What I have never understood is what room there is for this question, since in fact there is such a commandment.
And this is Rambam’s wording:
Rambam, Sefer HaMitzvot, Positive Commandment 8
The eighth commandment is that He commanded us to resemble Him, exalted be He, according to our capacity. That is His statement: “And you shall walk in His ways” (Deut. 28:9). This command is repeated, as He says: “to walk in all His ways” (Deut. 10:12; 11:22). And the explanation of this is: Just as the Holy One, blessed be He, is called merciful, so you too should be merciful; just as the Holy One, blessed be He, is called gracious, so you too should be gracious; just as the Holy One, blessed be He, is called righteous, so you too should be righteous; just as the Holy One, blessed be He, is called kind, so you too should be kind. This is the language of the Sifrei (at the end of Ekev). This command is repeated again in another formulation: “After the Lord your God shall you walk” (Deut. 13:5). It is also explained (Sotah 14a) that its meaning is to resemble Him in the good actions and distinguished character traits by which God, exalted be He, is described metaphorically—He is exalted far above all exaltation.
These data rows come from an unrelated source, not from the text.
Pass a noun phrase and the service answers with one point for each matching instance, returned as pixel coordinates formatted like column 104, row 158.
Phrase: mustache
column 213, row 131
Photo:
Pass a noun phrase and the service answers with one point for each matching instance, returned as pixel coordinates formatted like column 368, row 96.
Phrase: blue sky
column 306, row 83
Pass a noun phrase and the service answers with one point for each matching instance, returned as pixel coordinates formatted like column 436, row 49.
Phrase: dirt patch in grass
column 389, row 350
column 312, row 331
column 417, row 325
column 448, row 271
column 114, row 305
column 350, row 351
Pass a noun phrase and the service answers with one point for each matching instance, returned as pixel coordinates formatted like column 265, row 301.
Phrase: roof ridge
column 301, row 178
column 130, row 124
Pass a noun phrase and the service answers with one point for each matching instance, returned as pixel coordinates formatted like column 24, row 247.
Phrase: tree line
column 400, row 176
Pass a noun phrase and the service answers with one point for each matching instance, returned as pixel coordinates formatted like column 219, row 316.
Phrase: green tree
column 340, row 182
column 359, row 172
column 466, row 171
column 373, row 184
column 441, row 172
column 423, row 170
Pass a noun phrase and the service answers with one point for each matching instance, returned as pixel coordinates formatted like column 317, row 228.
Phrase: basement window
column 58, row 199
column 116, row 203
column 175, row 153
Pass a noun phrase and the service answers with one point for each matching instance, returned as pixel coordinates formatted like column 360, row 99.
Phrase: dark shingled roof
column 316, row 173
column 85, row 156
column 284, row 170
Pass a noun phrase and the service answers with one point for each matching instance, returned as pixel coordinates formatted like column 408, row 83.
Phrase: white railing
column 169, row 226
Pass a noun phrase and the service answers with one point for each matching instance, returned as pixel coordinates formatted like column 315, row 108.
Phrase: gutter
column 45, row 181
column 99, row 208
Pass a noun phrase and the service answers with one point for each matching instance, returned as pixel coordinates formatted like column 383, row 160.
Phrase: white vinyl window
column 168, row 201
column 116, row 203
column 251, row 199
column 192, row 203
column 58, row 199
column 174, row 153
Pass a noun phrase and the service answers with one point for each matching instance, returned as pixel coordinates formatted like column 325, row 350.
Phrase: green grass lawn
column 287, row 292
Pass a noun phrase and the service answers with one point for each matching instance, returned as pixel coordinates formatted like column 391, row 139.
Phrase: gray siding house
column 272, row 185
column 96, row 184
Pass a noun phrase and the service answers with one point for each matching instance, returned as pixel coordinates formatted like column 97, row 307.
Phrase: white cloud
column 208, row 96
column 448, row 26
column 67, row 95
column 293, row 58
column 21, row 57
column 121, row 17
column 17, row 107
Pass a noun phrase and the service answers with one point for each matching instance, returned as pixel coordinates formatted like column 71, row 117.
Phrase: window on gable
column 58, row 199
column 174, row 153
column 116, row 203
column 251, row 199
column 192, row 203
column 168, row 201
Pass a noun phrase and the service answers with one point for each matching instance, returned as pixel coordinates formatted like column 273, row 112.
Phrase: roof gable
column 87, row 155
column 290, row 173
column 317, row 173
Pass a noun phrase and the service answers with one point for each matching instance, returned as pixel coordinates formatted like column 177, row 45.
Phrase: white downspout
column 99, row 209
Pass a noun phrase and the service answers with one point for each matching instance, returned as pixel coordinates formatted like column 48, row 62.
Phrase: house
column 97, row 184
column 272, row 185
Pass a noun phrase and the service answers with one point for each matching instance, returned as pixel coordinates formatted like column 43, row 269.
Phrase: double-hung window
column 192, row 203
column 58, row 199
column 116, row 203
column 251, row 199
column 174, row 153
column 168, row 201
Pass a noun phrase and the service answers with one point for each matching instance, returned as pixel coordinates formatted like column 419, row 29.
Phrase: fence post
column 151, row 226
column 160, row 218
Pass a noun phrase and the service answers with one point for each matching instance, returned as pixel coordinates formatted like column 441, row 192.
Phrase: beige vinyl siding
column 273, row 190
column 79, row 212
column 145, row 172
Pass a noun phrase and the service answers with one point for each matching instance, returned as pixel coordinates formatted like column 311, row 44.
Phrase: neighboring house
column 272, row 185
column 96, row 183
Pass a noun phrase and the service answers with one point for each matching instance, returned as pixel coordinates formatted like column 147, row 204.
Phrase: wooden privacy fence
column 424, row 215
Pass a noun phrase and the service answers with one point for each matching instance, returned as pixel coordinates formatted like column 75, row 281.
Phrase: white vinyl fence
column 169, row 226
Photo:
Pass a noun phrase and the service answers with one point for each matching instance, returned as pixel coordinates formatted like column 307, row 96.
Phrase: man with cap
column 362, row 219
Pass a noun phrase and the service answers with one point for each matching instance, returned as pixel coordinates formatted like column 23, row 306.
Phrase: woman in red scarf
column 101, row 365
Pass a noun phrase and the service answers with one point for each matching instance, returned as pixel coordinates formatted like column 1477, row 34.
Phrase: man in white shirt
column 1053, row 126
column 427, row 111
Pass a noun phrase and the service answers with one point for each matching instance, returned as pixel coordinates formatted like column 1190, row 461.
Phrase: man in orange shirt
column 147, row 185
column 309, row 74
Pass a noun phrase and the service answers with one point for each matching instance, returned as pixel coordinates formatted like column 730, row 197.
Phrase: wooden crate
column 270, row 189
How is it that Rabbi Hayyim Vital and all the later authorities who engage analytically with his words ignore this positive commandment, which is accepted by the major authorities who enumerate the commandments?
It occurred to me that, in Rambam’s formulation, the commandment is to walk in the ways of the Holy One, blessed be He—that is, to perform good deeds—but not necessarily to refine one’s character traits. This of course assumes that the “commandment” of refining one’s character traits is not exhausted by proper behavior, but rather involves the rectification of the soul.
In any event, this does not seem to emerge from the language of Rambam and the halakhic authorities, for to be gracious and merciful, in the simple sense, is to possess such traits, and from that to perform corresponding acts as well. Moreover, even if this were correct, they should at least have noted it before beginning the dialectical analysis of this question. From the plain sense of the matter, it appears that they were not troubled by this at all, and I stand astonished, wondering why.
I would be glad to hear responses. And I ask this entire holy community here, before entering into the substantive discussion of this commandment itself (about which there is much to discuss), to direct your attention—and your keyboards—to the question I asked regarding the later authorities’ disregard of this commandment.